4 - Adjust the fences and depth stops. When starting out I would suggest working on the edge of the board with both fences clamping it. This will make it harder to plane as there is more friction with two fences, but it will be more likely to get you a good result.

There are lots of things that can and will go wrong. The force of planing a complex moulding (and many of the simple mouldings) often wants to force the cutter away from the wood. This means that if you plane the face of a board along the edge with one fence, the greatest difficulty you will have will be in trying to keep the fence tight against the corner. In fact, in this situation I find that I use more force with my left hand to control the plane than I use with my right to make the moulding. Traditional wooden moulding planes are "sprung" so that you hold the plane at an indicated angle and most of the planing force is down. For complicated mouldings you can spring the 55 by rotating the fences but it will change the geometry of the profile. Another solution is to start 1/8th inch in from the edge and use the excess to help guide the plane, after you finish trim the excess off.

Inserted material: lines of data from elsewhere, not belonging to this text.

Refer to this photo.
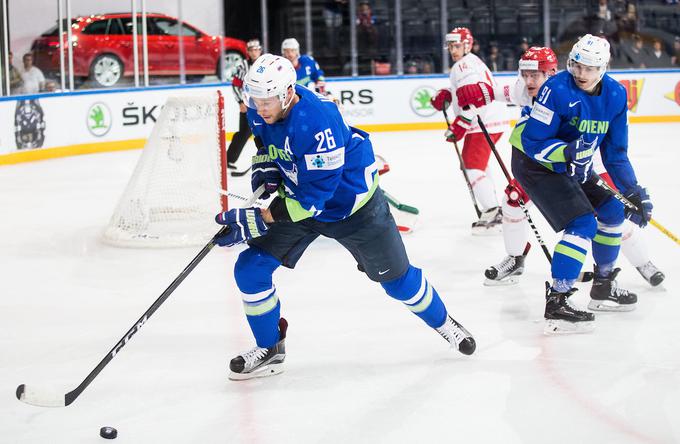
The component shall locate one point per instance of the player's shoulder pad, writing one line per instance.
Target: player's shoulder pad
(312, 113)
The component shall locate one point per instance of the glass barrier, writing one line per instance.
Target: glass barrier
(185, 44)
(34, 45)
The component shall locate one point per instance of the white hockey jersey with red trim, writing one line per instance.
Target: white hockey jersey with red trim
(468, 70)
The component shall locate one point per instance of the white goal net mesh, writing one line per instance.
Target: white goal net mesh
(175, 190)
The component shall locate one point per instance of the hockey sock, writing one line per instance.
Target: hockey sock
(418, 296)
(571, 251)
(633, 246)
(253, 273)
(606, 246)
(607, 240)
(483, 188)
(515, 234)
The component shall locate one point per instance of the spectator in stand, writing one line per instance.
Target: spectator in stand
(521, 49)
(634, 53)
(628, 23)
(495, 60)
(32, 76)
(333, 12)
(675, 59)
(51, 86)
(367, 34)
(603, 23)
(411, 67)
(657, 57)
(15, 80)
(477, 50)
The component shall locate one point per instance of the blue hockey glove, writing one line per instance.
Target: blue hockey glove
(244, 224)
(638, 196)
(266, 172)
(579, 157)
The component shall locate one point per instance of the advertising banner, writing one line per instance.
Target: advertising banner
(84, 122)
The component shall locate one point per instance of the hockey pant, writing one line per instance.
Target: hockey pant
(515, 235)
(632, 243)
(476, 152)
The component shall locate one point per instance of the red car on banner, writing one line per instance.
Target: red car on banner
(103, 50)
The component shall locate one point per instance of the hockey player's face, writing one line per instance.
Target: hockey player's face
(254, 53)
(457, 51)
(586, 77)
(291, 54)
(269, 109)
(533, 79)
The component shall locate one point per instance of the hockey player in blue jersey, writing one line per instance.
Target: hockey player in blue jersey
(325, 178)
(307, 70)
(576, 113)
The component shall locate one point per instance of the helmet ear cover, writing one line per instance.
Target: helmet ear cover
(270, 76)
(590, 51)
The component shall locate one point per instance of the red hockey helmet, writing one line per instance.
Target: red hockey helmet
(538, 58)
(460, 35)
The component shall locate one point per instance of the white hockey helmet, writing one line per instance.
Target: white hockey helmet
(290, 43)
(590, 51)
(270, 76)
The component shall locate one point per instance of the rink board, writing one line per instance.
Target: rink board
(98, 121)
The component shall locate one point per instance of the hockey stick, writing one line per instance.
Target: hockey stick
(462, 168)
(585, 276)
(49, 398)
(621, 198)
(396, 203)
(240, 173)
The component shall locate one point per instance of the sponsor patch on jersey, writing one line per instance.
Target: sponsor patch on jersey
(325, 161)
(541, 113)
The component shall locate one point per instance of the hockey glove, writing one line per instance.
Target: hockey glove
(477, 94)
(579, 158)
(457, 129)
(266, 172)
(515, 192)
(442, 99)
(244, 224)
(638, 196)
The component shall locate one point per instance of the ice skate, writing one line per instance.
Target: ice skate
(457, 336)
(651, 274)
(606, 295)
(563, 318)
(506, 271)
(489, 223)
(260, 362)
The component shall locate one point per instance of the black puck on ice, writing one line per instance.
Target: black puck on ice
(108, 432)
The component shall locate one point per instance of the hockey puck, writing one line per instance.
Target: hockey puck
(108, 432)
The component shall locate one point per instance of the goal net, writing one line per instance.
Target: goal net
(179, 183)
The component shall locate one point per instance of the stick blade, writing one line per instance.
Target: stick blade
(40, 397)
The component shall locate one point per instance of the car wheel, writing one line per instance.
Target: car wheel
(106, 70)
(230, 62)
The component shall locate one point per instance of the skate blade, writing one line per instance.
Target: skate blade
(560, 327)
(267, 370)
(484, 231)
(510, 280)
(610, 306)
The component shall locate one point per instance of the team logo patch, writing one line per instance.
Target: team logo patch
(674, 95)
(325, 161)
(633, 90)
(98, 119)
(541, 113)
(420, 101)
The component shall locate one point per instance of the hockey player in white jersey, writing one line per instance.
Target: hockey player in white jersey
(468, 69)
(536, 65)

If everything seems to be going fine but the plane starts taking heavier and heavier cuts until it is really chewing up the moulding you have a backlash problem. It seems as if the cutter is working its way down and exposing more blade. What is really happening is that the outside skate is being pushed back due to the bit of slack between the double threads and the mounting for the skate. The solution involves the setting up of the plane. Always lower the outside skate past the blade and then back it into position, and remember to tighten the knurled bushings.

It is important to hold the plane steady against the guides as it cuts. Allowing the plane to wobble will loosen the fence faces (if you are using both at the same time) or result in a moulding with slightly different heights along its length. This will be very noticeable if you are making any sort of moulded frames. The best way of holding the plane is with one hand pushing (with the index finger extended to hold your control) and the other hand pressing against the fence, which will help keep the fence against the wood and also keep the plane steady.

Another problem that may be encountered is that the plane stops cutting at a certain depth along the moulding, or that you find it will only cut if you wobble it as you cut. In both cases, this is because one of the skates is improperly set and is acting as a depth stop instead of allowing the blade to cut. Wobbling allows the other part of the cutter to cut more, and you get an uneven moulding. Make the necessary adjustments to allow the blade to work, remembering to reset anything else affected by this adjustment.

I think that each plane has its own peculiarities. Ours has one thumbscrew that always seems to work loose. You'll find that most of these problems disappear as your planing technique improves, and that you can change blades and reset them in a matter of three or four minutes once you know what to look for.

One last comment. There are really no shortcuts with the 55. You may be tempted to "hog out" lengths of wood with your tablesaw or plow plane, reducing the amount of wood to be planed and establishing depths to work the plane towards. This works well with wooden planes, because they have their blades supported by complete soles and can start cutting anywhere along the moulding profile. This doesn't work with the 55. It can only start cutting where the blade is regulated by a skate, and it will take longer (assuming it can even be done and you get it right) to set this up than it would to just go ahead and plane down all the wood.
The short rods(left), Depth Gauge (bottom), and Cam rest (top) accessories of a Stanley 55
The adjustable fence with a fine adjustment for the Stanley 55, shown here with the rosewood section detached. The inside surface is rounded to allow the fence to work at angles from 90 to 45 degrees. Sawdust often gets packed in this joint during use and should be cleaned out.